Giovanni, perché hai scelto come supporto le porte delle chiese?

 

«La porta è un elemento architettonico che, per le sue funzioni pratiche e simboliche, accomuna l’architettura sacra e quella civile, racchiudendo un’incredibile molteplicità di funzioni palesi e di simbolismi non sempre espliciti. La porta è stata usata per enfatizzare i riti e i momenti di passaggio tra stati diversi della condizione umana. La porta ha poi contemporaneamente la funzione di dividere due ambienti spazio-temporali e di consentire il passaggio da uno all’altro. In questo momento di chiusura la porta assume quindi numerosi significati».

 
Com’è nato il progetto?

 
«Il progetto è nato per l’Abbazia di San Miniato al Monte di Firenze che l’anno scorso festeggiava i mille anni dalla fondazione.
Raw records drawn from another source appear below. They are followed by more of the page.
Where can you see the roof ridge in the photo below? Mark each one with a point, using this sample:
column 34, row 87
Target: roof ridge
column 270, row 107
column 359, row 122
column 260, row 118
L’idea di lavorare sulle porte come segno di apertura al diverso e al bisognoso e sulle chiese come simbolo di accoglienza verso tutti – senza distinzione di sesso, genere, credo e razza – mi è venuta all’inizio del 2018. Poco dopo, Salvini ha annunciato la chiusura dei porti e le porte di Eldorato sono diventate anche una dichiarazione di aderenza ai valori del Vangelo, una testimonianza della vera ricchezza della chiesa: la sua capacità di splendere di un oro povero, salvifico e inclusivo».

Perché Eldorato?

 
«Viviamo nell’epoca delle fake-news e delle contraffazioni, del complottismo e delle false speranze, e da questo prende forma il nome del progetto. Eldorato è infatti un’evidente distorsione del nome del luogo immaginario per eccellenza (l’Eldorado) ed  è stato deformato come viene deformata la realtà dei fatti, specialmente in materia di immigrazione. Sul piano etimologico, esso deriva dal termine ebraico "El " - che significa Dio - il Dio Dorato, riferimento ultimo di chi, abbandonando la propria terra e una parte di sé, arriva a una Terra Altra, madre in spirito. Una terra che, in una visione interiore, concede generosa la possibilità di ripartire e realizzare se stessi».

L’arte nel corso degli anni ha espresso di tutto. La tua non è un arte sacra, ma esprime lo spesso i valori della cristianità.

 
«Il messaggio che queste porte dorate trasmettono è il messaggio del Vangelo. Un messaggio di pace, di speranza, di uguaglianza, di misericordia per chi ne ha più bisogno ed è più fragile. É questa misericordia il vero splendore della chiesa e della vita di ognuno di noi. Queste porte dorate raccontano anche la trasformazione che Dio provoca in noi. Se da lontano si può vedere solamente la luce dorata riflessa e tremolante del telo sulla porta, avvicinandoci, invece, sulla superficie dorata iniziamo a specchiarci:  all’inizio ci vediamo confusi, deformati, ma più ci si avvicina più i nostri corpi vengono messi a fuoco, fino a rifletterci completamente un istante prima di entrare. É questo il momento in cui incontriamo Dio e ci riconosciamo come suoi figli e come parte di lui ed è qui che saremo in grado di amare come lui ha fatto con tutti noi, senza distinzione, senza giudizio, con amore indiscriminato. Queste porte dorate annunciano le porte d’oro del Paradiso e ci ricordano che anche qui in terra risplende quella luce che è origine e fine di tutto. Quello dell’oro è un simbolo che da sempre accompagna la storia dell’umanità e quella della Chiesa: i fondi oro dei quadri e le decorazioni delle sculture raffiguravano lo splendore di Dio. É questo lo splendore che il progetto Eldorato attende e annuncia, anche se tutto sembra andare in un’altra direzione. Una direzione in cui chi arriva sulle nostre terre sperando di trovare una “terra dell’oro” fatta di pace, lavoro e benessere, nel migliore dei casi trova solo l’oro di una copertina isotermica».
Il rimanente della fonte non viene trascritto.